7. The enterprise knowledge question-and-answer method according to any one of claims 3-6, characterized in that, Searching according to the search criteria includes: The text vector corresponding to the target document identifier is matched from the vector database to obtain multiple candidate text vectors; The similarity between the query vector and each candidate text vector is calculated to obtain the similarity between each candidate text vector. The similarity of each candidate text vector is compared, and the target text vector is determined from each candidate text vector based on the comparison results.

8. The enterprise knowledge question-and-answer method according to claim 3, characterized in that, After storing the configured text vectors into the vector database, the method further includes: Receive document update information from the enterprise, the document update information including the document identifier to be updated and the corresponding new version document, the enterprise being the sender of the document information; The new version document is divided into multiple text segments, and each text segment is vectorized to obtain multiple new text vectors corresponding to the new version document. Configure the document identifier to be updated for each new text vector, and replace each original text vector corresponding to the document identifier to be updated in the vector database with each new text vector that has been configured.

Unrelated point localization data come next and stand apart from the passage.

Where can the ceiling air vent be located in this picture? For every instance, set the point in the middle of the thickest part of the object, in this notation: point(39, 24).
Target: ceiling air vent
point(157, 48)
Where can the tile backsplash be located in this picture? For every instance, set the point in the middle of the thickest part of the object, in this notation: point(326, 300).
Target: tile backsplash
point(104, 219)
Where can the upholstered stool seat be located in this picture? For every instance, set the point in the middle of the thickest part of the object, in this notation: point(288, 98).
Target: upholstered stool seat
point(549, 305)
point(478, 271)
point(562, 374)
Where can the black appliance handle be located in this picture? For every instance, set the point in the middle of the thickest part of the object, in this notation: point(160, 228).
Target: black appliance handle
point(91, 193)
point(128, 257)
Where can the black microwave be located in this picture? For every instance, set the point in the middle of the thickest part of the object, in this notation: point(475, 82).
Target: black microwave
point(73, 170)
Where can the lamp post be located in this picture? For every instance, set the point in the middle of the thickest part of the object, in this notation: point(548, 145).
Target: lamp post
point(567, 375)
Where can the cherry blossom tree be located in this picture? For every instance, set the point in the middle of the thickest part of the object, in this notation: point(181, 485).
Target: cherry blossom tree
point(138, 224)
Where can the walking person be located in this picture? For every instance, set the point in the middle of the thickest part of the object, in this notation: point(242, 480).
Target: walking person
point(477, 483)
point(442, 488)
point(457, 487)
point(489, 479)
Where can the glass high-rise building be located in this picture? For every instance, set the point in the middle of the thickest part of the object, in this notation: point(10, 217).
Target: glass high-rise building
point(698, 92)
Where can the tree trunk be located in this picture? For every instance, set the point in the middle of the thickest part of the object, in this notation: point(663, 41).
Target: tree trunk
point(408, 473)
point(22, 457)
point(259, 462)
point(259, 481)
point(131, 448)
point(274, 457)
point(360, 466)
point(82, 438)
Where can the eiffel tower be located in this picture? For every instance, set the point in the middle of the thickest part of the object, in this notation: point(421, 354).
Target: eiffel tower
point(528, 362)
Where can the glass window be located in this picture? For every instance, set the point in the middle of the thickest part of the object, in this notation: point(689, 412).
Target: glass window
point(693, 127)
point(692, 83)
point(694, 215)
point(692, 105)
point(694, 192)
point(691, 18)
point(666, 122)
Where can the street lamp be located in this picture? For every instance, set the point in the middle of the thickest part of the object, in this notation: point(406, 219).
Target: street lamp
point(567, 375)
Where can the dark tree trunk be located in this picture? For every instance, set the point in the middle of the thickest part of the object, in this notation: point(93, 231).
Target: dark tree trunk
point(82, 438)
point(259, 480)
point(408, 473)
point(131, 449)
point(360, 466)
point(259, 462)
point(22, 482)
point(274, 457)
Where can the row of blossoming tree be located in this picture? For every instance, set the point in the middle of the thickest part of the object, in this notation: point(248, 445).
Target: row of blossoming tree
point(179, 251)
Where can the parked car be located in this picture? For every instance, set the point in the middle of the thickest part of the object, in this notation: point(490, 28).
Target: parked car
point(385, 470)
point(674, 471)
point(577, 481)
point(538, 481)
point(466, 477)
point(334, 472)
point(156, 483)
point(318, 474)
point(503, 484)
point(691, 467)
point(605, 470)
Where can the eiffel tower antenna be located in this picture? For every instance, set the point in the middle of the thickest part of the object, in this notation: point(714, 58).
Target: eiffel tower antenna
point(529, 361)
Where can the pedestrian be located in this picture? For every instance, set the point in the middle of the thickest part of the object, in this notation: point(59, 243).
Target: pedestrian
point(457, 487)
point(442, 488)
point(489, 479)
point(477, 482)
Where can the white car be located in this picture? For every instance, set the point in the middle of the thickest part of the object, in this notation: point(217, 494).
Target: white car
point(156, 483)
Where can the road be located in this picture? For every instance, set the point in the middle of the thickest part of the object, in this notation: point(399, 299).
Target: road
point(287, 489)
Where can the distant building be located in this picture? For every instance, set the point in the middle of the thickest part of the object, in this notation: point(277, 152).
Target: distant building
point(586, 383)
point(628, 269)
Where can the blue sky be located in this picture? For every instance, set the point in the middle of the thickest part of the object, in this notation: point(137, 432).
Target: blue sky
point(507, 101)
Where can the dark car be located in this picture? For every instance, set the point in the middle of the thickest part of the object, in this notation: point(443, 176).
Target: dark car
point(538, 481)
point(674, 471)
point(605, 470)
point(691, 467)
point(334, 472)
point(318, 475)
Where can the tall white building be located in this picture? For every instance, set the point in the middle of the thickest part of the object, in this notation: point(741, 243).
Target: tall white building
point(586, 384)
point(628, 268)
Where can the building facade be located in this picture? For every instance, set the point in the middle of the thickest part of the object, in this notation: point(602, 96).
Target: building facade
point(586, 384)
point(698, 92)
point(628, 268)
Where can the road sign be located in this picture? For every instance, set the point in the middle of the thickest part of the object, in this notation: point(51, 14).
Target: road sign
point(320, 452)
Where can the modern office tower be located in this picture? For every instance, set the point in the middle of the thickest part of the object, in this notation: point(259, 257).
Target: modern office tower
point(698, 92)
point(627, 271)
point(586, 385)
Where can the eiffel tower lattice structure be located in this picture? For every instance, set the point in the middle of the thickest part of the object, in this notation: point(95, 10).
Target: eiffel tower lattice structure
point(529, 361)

9. The enterprise knowledge question-and-answer method according to claim 4, characterized in that, After forming the mapping pair between the access permission data and the document identifier and storing it in the mapping database, the method further includes: The system receives permission change information from the enterprise, which includes the document identifier to be changed and the corresponding new access permission data. The enterprise is the sender of the access permission data. Based on the document identifier to be changed, determine the mapping relationship pair to be changed from the mapping relationship library, and replace the access permission data in the mapping relationship pair to be changed with the new access permission data.

10. The enterprise knowledge question-and-answer method according to claim 1, characterized in that, Before obtaining the user's question request information, the method further includes: Obtain the user's login request information, which includes authentication information; Based on the authentication information, the enterprise side is initiated to authenticate the user's enterprise identity, and the target identity identifier is obtained after successful authentication. A session channel is established with the client based on the target identity identifier, so that the user can conduct enterprise knowledge Q&A through the session channel, wherein the client is the sending end of the login request information and the question request information.

11. An enterprise knowledge question-and-answer system, characterized in that, The system includes: The receiving module is used to acquire user question request information, which includes question text and target identity identifier; The retrieval module is used to generate a query vector based on the question text, and to retrieve the target text vector based on the query vector and the target identity identifier. The answer generation module is used to generate answer text based on the target text vector and the question text.

12. An electronic device, characterized in that, The electronic device includes: One or more processors; A storage device for storing one or more programs, which, when executed by one or more processors, cause the electronic device to implement the enterprise knowledge question-answering method as described in any one of claims 1-10.